Гул поднялся над площадью… Фэлэфи попросила тишины, и, когда общий голос возмущения утих, сказала:
– Суфус и Сэфэси погибли. Но мы с вами продолжаем жить. Суфус и Сэфэси хотели, чтобы мы встретили Новый Свет. Повелитель Тьмы, напротив, жаждет лишить нас его. И мы, следуя светлому желанию сердец наших дорогих Суфуса и Сэфэси и наперекор тёмной воле, встретим Новый Свет. А потом пойдём на войну.
– Да! Правильно! – раздались согласные голоса дорлифян.
– Пусть сегодня не будет веселья, – продолжила Фэлэфи. – Но мы соберёмся на площади, каждый со своим загадом, как и прежде, и дождёмся прихода Нового Света. И те, чей загад сбудется, завтра выберут украшения на Новосветном Дереве и возьмут их себе, в память о Суфусе и Сэфэси. А теперь нам всем надо успокоиться и уступить место скорбной тишине.
– Стойте! Не расходитесь! – раздался голос из толпы, и все узнали этот голос. – Я буду говорить с вами!
Фэрирэфа пропустили. Он подошёл к телам Суфуса и Сэфэси и, встав на колени, сказал в тишину, которая жадно прислушалась к нему:
– Простите меня, дорогие мои друзья. Простите за то, что вы мертвы, а я жив… Было бы лучше, если бы убийца сначала пришёл за моей жизнью.
Люди в недоумении стали перешёптываться. Фэрирэф поднялся, приблизился к Фэлэфи и тихо спросил её:
– Ты уже знаешь, что Слеза, которую хранили Суфус и Сэфэси, была похищена убийцей?
– Нет, Фэрирэф, – ответила Фэлэфи взволнованно и даже растерянно (она вовсе не думала о Слезе, когда пыталась услышать руками хоть малейшее дыхание жизни в телах убитых дорогих ей людей).
– Фэлэфи, дорогая, – вступил в разговор Малам, – это правда: Слезы нет ни у Суфуса, ни у Сэфэси. Я заметил это, когда вынимал кинжалы, но ждал, пока люди разойдутся, чтобы сказать тебе об этом.
– Мы потеряли слишком много времени, чтобы попытаться распознать убийцу и вернуть Слезу, – с досадой заметил Тланалт.
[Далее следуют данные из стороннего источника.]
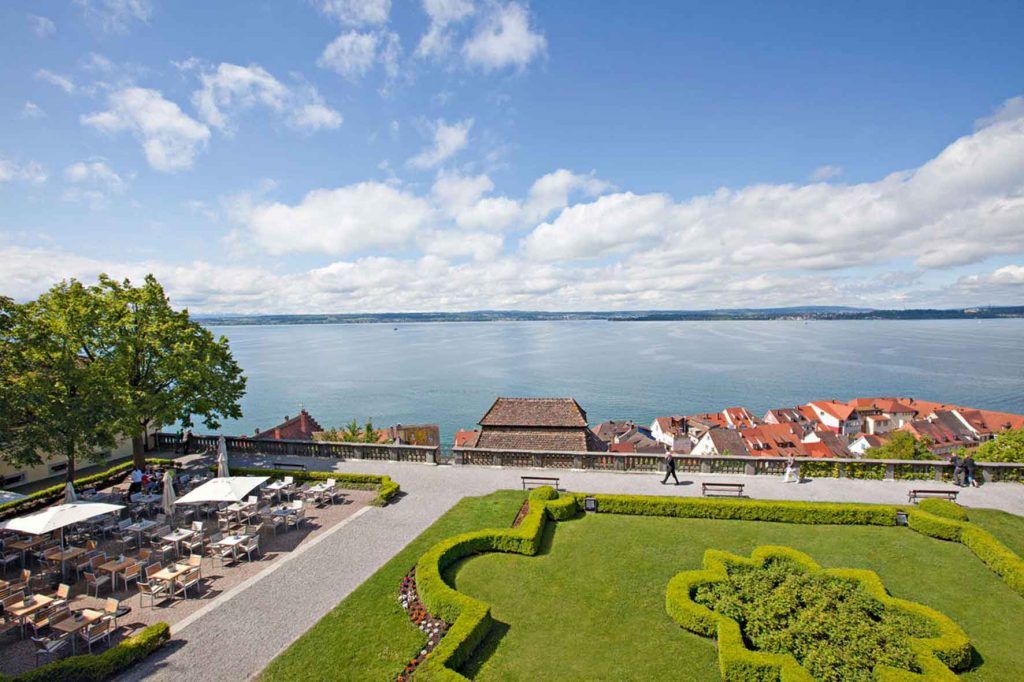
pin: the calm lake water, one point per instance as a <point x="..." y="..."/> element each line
<point x="450" y="373"/>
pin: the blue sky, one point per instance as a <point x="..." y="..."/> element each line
<point x="316" y="156"/>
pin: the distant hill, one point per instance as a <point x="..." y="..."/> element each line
<point x="798" y="312"/>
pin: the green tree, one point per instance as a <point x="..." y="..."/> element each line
<point x="57" y="393"/>
<point x="167" y="366"/>
<point x="1007" y="446"/>
<point x="902" y="445"/>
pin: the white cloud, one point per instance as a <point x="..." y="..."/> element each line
<point x="504" y="38"/>
<point x="170" y="137"/>
<point x="31" y="171"/>
<point x="449" y="140"/>
<point x="32" y="111"/>
<point x="356" y="12"/>
<point x="59" y="81"/>
<point x="92" y="182"/>
<point x="116" y="15"/>
<point x="437" y="41"/>
<point x="345" y="220"/>
<point x="41" y="26"/>
<point x="822" y="173"/>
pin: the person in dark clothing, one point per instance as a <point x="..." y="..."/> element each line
<point x="670" y="469"/>
<point x="970" y="468"/>
<point x="957" y="469"/>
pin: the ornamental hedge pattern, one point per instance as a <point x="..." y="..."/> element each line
<point x="471" y="617"/>
<point x="784" y="603"/>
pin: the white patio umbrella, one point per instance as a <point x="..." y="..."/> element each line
<point x="230" y="488"/>
<point x="222" y="457"/>
<point x="168" y="501"/>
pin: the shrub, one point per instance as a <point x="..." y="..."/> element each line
<point x="786" y="606"/>
<point x="48" y="496"/>
<point x="386" y="488"/>
<point x="943" y="508"/>
<point x="97" y="667"/>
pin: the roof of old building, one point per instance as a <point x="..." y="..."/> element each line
<point x="300" y="427"/>
<point x="535" y="412"/>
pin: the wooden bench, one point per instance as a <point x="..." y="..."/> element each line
<point x="291" y="466"/>
<point x="529" y="482"/>
<point x="913" y="496"/>
<point x="709" y="489"/>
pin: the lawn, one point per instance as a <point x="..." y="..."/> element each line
<point x="593" y="604"/>
<point x="368" y="636"/>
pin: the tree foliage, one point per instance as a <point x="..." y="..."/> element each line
<point x="1007" y="446"/>
<point x="902" y="445"/>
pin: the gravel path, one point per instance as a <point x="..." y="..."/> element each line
<point x="242" y="633"/>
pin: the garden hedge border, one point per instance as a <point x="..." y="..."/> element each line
<point x="386" y="488"/>
<point x="98" y="667"/>
<point x="49" y="495"/>
<point x="936" y="655"/>
<point x="471" y="619"/>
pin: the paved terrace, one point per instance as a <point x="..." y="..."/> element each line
<point x="239" y="633"/>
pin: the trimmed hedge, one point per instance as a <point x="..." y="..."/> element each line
<point x="47" y="496"/>
<point x="386" y="488"/>
<point x="750" y="510"/>
<point x="98" y="667"/>
<point x="470" y="617"/>
<point x="935" y="655"/>
<point x="944" y="508"/>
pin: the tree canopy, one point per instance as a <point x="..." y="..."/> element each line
<point x="1007" y="446"/>
<point x="83" y="367"/>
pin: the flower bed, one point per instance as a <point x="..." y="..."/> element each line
<point x="779" y="613"/>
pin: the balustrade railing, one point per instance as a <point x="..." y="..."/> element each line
<point x="936" y="470"/>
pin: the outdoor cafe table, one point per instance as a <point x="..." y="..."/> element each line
<point x="177" y="537"/>
<point x="73" y="625"/>
<point x="24" y="609"/>
<point x="115" y="566"/>
<point x="139" y="527"/>
<point x="64" y="556"/>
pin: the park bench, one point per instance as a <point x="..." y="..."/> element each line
<point x="535" y="481"/>
<point x="913" y="496"/>
<point x="290" y="466"/>
<point x="709" y="489"/>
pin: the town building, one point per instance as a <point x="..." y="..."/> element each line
<point x="537" y="424"/>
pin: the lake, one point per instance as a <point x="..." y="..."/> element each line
<point x="450" y="373"/>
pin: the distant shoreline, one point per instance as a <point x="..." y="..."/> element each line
<point x="753" y="314"/>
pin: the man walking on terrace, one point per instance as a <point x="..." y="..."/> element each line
<point x="670" y="469"/>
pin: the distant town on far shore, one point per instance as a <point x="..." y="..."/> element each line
<point x="798" y="313"/>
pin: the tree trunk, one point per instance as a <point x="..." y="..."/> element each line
<point x="138" y="450"/>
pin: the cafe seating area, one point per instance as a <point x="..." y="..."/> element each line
<point x="89" y="585"/>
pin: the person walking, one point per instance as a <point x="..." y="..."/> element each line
<point x="791" y="475"/>
<point x="670" y="469"/>
<point x="970" y="468"/>
<point x="957" y="470"/>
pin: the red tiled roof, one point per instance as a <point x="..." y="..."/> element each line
<point x="535" y="412"/>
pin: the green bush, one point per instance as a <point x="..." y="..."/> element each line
<point x="97" y="667"/>
<point x="751" y="510"/>
<point x="943" y="508"/>
<point x="48" y="496"/>
<point x="786" y="606"/>
<point x="386" y="488"/>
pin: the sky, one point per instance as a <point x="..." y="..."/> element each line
<point x="346" y="156"/>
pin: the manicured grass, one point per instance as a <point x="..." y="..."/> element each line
<point x="593" y="604"/>
<point x="368" y="636"/>
<point x="1009" y="528"/>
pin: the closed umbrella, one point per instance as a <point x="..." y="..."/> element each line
<point x="168" y="501"/>
<point x="222" y="457"/>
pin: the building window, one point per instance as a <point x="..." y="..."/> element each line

– Беда, – тревожный шёпот вышел из груди Фэлэфи.
– Подожди, Фэлэфи. Хватит с нас одной беды, – сказал Фэрирэф и, ничего не объяснив ей, обратился к сотням собравшихся сельчан: – Дорлифяне! Вы хорошо знаете меня и верите мне!..
– Да, Фэрирэф! Не сомневайся!
– С чем ты пришёл? Скажи нам!
– Что ты знаешь, Фэрирэф?
– Так знайте же и вы, что знаю я! Сегодня хотели убить не только дорогих нам Суфуса и Сэфэси! Тот, кто убил их, пытался убить и меня!
Толпа ахнула. Фэрирэф продолжал:
– Но я одолел его. Убийца Суфуса и Сэфэси лежит в моём саду. Он мёртв и больше ни у кого не отнимет жизнь.
Многие сорвались было с места: им не терпелось собственными глазами увидеть убийцу. Но Фэрирэф окриком остановил их:
– Стойте! Стойте! Я сам отведу туда членов Управляющего Совета и нескольких мужчин, которые заберут тело.
– Кто этот изверг? – спросил кто-то из дорлифян.
– Я не знаю его имени. Никогда прежде не видел его. Но он не дорлифянин. Своих я знаю так же хорошо, как все вы знаете меня.
– Фэрирэф?! – раздался голос Руптатпура, и все поняли, что Фэрирэфу не избежать участи отвечать на вопрос с подковыркой. – Откуда же ты узнал, что тот незнакомец, что оказался в твоём саду, убийца? Или он сам тебе об этом сказал перед тем, как ты лишил его всякой возможности говорить?